Social Media: Right Now, It's Still All Talk.

Wednesday, May 06, 2009 by , under ,

If you've been following marketing circles on Twitter recently, you're likely to admit there's a lot of talk about social media in business communications. I can't count all the "10 tips for this", "Tools for that" tweets, or various miracle uses of tweet-related 2.0 apps that abound in the worldwide nest.


It seems like the discussion around using social media in business has garnered more attention and spilled more digital ink than its actual use. Influent marketing Tweeters have taken upon themselves the responsibility of evangelizing their followers; said followers are on a del.icio.us bookmark craze on the subject; Bloggers flourish in profound studies and in-depth analytics on the phenomenon, and one doesn't have to look far to find a plethora of so-called social media experts on LinkedIn -- fighting to deliver the next great piece of insight.

Everyone's on the hunt for the great Social Media marketing ElDorado.

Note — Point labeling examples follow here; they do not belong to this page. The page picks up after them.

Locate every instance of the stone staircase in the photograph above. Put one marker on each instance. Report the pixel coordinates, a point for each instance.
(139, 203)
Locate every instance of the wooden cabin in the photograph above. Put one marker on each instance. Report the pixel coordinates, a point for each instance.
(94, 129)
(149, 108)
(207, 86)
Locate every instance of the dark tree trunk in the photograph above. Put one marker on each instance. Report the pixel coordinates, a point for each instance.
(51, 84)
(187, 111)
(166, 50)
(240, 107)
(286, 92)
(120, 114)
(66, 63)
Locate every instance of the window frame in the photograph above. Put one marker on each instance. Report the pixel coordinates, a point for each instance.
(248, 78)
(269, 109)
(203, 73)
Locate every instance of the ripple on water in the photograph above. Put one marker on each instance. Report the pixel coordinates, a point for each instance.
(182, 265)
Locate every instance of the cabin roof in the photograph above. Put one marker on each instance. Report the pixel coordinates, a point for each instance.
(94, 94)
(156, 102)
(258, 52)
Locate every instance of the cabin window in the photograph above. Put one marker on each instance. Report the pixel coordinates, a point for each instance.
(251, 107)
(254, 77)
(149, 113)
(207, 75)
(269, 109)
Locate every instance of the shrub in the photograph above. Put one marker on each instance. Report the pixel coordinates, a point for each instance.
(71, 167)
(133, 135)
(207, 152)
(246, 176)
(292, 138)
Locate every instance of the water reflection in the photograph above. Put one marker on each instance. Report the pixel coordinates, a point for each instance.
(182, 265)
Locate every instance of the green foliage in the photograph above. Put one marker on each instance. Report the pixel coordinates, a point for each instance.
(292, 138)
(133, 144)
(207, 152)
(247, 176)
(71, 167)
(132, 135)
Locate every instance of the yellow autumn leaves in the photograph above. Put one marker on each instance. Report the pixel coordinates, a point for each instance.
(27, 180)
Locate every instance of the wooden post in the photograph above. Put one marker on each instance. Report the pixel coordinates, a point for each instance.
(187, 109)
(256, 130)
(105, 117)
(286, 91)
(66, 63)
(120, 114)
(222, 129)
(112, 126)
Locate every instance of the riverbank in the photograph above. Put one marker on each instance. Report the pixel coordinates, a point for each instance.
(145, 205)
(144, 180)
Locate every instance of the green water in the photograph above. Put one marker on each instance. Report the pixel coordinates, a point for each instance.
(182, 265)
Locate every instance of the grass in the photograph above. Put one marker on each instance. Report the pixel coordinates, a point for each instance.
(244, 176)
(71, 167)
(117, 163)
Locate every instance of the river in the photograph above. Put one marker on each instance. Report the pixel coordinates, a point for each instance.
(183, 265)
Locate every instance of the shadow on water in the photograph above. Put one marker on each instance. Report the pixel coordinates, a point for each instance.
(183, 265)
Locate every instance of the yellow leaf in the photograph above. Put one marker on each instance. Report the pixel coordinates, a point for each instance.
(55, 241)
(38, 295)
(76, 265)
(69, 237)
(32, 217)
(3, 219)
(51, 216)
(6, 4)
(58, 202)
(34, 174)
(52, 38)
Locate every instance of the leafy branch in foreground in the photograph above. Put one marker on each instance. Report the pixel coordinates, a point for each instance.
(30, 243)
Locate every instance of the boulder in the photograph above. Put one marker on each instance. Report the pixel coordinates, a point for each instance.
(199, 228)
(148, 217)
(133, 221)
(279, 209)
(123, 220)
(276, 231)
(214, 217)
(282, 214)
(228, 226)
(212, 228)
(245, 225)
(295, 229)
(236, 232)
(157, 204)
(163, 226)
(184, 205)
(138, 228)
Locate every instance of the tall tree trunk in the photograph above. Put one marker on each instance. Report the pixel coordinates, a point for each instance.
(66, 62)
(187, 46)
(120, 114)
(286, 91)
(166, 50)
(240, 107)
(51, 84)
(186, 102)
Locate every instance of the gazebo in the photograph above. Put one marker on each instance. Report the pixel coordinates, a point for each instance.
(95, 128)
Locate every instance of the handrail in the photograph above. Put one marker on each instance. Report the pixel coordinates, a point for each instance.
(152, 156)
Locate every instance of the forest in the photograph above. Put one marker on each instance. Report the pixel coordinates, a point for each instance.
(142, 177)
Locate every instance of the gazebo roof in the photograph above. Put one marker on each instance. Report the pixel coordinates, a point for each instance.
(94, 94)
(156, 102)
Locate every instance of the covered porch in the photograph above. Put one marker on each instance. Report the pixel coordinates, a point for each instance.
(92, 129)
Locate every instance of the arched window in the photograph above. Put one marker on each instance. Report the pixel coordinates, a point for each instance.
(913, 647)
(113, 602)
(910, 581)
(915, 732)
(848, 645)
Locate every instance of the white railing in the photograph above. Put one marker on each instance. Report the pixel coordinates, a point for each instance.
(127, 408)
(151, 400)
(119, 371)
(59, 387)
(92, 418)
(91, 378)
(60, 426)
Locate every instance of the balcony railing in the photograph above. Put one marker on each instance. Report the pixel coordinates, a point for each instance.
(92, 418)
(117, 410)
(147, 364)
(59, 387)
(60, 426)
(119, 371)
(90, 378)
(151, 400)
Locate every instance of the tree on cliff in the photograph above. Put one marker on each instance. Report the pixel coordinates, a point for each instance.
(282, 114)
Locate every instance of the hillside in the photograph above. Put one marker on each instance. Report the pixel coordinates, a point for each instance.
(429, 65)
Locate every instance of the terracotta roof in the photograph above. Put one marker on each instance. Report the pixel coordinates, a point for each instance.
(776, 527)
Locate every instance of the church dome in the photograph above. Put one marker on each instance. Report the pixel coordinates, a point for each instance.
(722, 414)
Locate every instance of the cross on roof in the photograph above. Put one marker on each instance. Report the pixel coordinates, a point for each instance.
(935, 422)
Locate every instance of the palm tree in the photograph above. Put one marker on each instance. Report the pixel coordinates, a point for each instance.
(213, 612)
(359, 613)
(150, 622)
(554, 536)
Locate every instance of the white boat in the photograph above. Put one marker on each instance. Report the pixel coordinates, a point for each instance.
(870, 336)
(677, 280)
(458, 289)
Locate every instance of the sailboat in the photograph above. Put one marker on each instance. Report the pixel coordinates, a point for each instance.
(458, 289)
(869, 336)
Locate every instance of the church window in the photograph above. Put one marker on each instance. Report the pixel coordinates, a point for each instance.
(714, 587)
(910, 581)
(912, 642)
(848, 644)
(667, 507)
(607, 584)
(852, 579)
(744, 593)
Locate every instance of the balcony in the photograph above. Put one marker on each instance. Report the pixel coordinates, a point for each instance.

And it's particularly true within marketing circles on Twitter.

What is behind this social media information-sharing craze in the Tweetosphere? Is it truly driven by the noble search to better serve one's clients, or rather by the need to build a personal brand? I guess the latter is the hidden truth. Twitter is about the need for one individual or corporation to stand out. Talking to a mass of followers. For marketers, Twitter is social media's social media.

Twitter is composed of thousands of individual mass mediums (the Tweeps) adressing their own communities of thousands, who most often are passive listeners. There's nothing truly "social" on Twitter - it's actually more like a cable TV of people selling their personal brand on their own channel. A lot of TV shows. By creating or hunting for information, these "show hosts", are trying to generate critical bits of information to use them as perceived advantage, contributing to building their own individual mass media potential, their own personal brand. The success of their daily show.

Which is to say that the current social media tweeting trend among professionals seems to be biased. It isn't really about "Social Media And How It Does Miracles For Your Company's Marketing". It's about "Social Media And How Talking About It Empowers Your Professional Credibility".

When Marshall McLuhan said the "medium is the message", he probably didn't realise how social this notion would become.